Geni morre atropelada em acidente de trânsito na SP-281

 

O motorista, o advogado Leonel dos Santos Lino, 33 anos, não fugiu do local, tomou as providências de comunicar a Polícia, de chamar o SAMU e de permanecer à disposição das autoridades até o final do registro da ocorrência feita pelo escrivão Trajano de Oliveira Filho, na Delegacia de Polícia de Itaporanga

Segundo o boletim de ocorrência, por volta das 19h20 desta quinta-feira (08), Leonel, conduzindo o seu veículo, chegava a Itaporanga vindo da cidade de Wenceslau Braz, pela SP-281 (Rodovia Juventino Patriarca), quando no KM 57 +700 m (Chácara Gimenes) avistou uma mulher no meio da pista, tentou desviar, mas não conseguiu e acabou atingindo a mulher com o lado direito do veículo. Parou e imediatamente acionou a Polícia Militar e o SAMU para atendimento da vítima que aparentava estar embriagada.

A vítima, Geni Corrêa Rufino, 48 anos, foi socorrida pelo SAMU e levada ao Hospital e Maternidade Nossa Senhora das Graças, mas, durante o RX, faleceu devido às várias fraturas.

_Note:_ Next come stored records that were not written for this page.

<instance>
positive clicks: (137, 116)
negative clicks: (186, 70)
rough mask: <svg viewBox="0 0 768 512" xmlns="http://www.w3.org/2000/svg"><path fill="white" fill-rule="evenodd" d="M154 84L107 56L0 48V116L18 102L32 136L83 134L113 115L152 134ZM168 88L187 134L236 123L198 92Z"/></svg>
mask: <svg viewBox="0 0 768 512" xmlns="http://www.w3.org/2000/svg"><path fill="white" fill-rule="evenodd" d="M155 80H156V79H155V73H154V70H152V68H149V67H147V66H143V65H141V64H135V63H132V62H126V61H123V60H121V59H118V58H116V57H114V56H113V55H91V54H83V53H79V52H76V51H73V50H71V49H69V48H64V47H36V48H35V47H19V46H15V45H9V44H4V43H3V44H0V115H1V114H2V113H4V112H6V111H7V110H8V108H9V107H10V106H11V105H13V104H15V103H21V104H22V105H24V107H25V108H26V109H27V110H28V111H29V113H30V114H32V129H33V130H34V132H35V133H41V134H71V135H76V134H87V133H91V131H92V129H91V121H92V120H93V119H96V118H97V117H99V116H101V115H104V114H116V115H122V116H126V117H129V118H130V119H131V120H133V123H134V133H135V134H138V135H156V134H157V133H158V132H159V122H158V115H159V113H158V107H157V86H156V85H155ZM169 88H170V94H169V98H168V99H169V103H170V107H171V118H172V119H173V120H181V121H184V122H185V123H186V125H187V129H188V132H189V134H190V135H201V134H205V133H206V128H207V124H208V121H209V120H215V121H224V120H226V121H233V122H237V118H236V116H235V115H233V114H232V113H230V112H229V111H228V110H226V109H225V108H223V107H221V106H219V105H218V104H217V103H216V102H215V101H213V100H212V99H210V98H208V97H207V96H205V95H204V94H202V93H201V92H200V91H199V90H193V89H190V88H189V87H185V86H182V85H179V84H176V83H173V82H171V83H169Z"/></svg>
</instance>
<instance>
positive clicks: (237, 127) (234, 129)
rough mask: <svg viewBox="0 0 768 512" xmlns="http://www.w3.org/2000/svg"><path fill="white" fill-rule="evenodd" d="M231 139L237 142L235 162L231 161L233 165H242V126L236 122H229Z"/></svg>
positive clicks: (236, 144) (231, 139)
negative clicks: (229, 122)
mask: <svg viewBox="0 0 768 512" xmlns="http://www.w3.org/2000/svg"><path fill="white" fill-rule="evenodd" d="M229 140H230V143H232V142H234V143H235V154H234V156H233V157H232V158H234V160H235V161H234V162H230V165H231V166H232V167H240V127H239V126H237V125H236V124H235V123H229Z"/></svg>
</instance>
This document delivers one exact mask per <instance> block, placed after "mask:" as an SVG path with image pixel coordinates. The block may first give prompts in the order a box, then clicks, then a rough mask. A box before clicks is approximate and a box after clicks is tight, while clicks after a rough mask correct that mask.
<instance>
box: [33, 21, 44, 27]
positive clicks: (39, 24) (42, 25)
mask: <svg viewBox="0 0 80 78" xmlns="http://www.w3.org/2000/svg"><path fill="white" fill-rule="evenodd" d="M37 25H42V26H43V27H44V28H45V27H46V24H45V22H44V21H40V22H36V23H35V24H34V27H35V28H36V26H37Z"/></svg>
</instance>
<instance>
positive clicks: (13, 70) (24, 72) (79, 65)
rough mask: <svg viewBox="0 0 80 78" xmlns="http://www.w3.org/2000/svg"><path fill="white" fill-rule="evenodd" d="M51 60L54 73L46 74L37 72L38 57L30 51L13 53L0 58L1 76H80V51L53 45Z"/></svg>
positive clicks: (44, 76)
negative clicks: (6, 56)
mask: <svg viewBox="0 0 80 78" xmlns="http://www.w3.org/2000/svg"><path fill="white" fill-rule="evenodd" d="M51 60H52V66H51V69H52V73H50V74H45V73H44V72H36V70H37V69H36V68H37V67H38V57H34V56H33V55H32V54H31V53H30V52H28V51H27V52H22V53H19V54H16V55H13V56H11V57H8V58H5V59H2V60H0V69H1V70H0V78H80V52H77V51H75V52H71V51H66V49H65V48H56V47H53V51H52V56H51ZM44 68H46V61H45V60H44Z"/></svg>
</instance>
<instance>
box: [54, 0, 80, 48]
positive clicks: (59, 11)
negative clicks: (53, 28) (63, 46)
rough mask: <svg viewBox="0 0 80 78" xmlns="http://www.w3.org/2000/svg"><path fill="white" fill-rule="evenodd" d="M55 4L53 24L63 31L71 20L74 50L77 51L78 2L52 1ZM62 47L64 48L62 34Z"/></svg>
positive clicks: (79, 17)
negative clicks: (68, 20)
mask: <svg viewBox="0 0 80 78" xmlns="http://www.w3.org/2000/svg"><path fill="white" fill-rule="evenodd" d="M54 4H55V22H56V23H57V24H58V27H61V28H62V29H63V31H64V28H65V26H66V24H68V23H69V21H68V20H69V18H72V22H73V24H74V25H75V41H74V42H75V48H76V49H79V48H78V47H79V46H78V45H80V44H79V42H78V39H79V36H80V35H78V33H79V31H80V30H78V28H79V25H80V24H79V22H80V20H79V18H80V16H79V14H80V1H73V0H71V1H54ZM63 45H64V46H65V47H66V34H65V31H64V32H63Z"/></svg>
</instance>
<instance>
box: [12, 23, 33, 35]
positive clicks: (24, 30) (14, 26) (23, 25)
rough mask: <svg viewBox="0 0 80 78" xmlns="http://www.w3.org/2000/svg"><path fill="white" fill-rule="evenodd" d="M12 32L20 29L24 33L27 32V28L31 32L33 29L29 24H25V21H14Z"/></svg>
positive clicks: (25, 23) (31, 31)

Geni, era alcoólatra, franzina, tinha voz grave mas falava pouco, o suficiente para pedir uns trocados para a bebida. Se dessem, tudo bem, se não dessem, a mesma coisa: não encrencava. Morava com um companheiro também alcoólatra na beira da rodovia, no Bairro da Biquinha.

E apesar de ser de ser alcoólatra, Geni era bastante conhecida e benquista na cidade, pois não arrumava confusão, não fazia escândalos e não falava alto. Estava sempre sorrindo, na dela. Não foi casada, porém teve 7 ou 9 filhos, e todos foram adotados por famílias de Itaporanga.

Sua morte repercutiu rapidamente pela internet e sensibilizou os usuários do Facebook, que durante o dia de hoje fizeram a clássica postagem de luto, com uma foto dela. Mas essa comoção foi só da boca para fora, atrás de um PC ou celular. Se esperava muito mais gente no seu velório na Vila São Pedro e no seu sepultamento.

A pedido de uma irmã, o corpo de Geni foi levado para ser velado na Capela da Vila São Pedro. Teve pouca visitação, quase só do pessoal do bairro e apenas três coroas e um vaso de flor: uma do Newton do Açougue, e duas Dos Amigos da Geni, e o vaso de um da família Froes. As despesas do funeral foi dividida em quatro e sabe-se que a Sra. Ione Luck, sempre presente, bancou  a aquisição do terreno para o seu sepultamento, realizado no Cemitério de Itaporanga com a presença de cerca de 100 pessoas, por volta das 16h desta sexta-feira (09) após os rituais católicos de corpo presente, realizados pelo padre Roberto Xavier.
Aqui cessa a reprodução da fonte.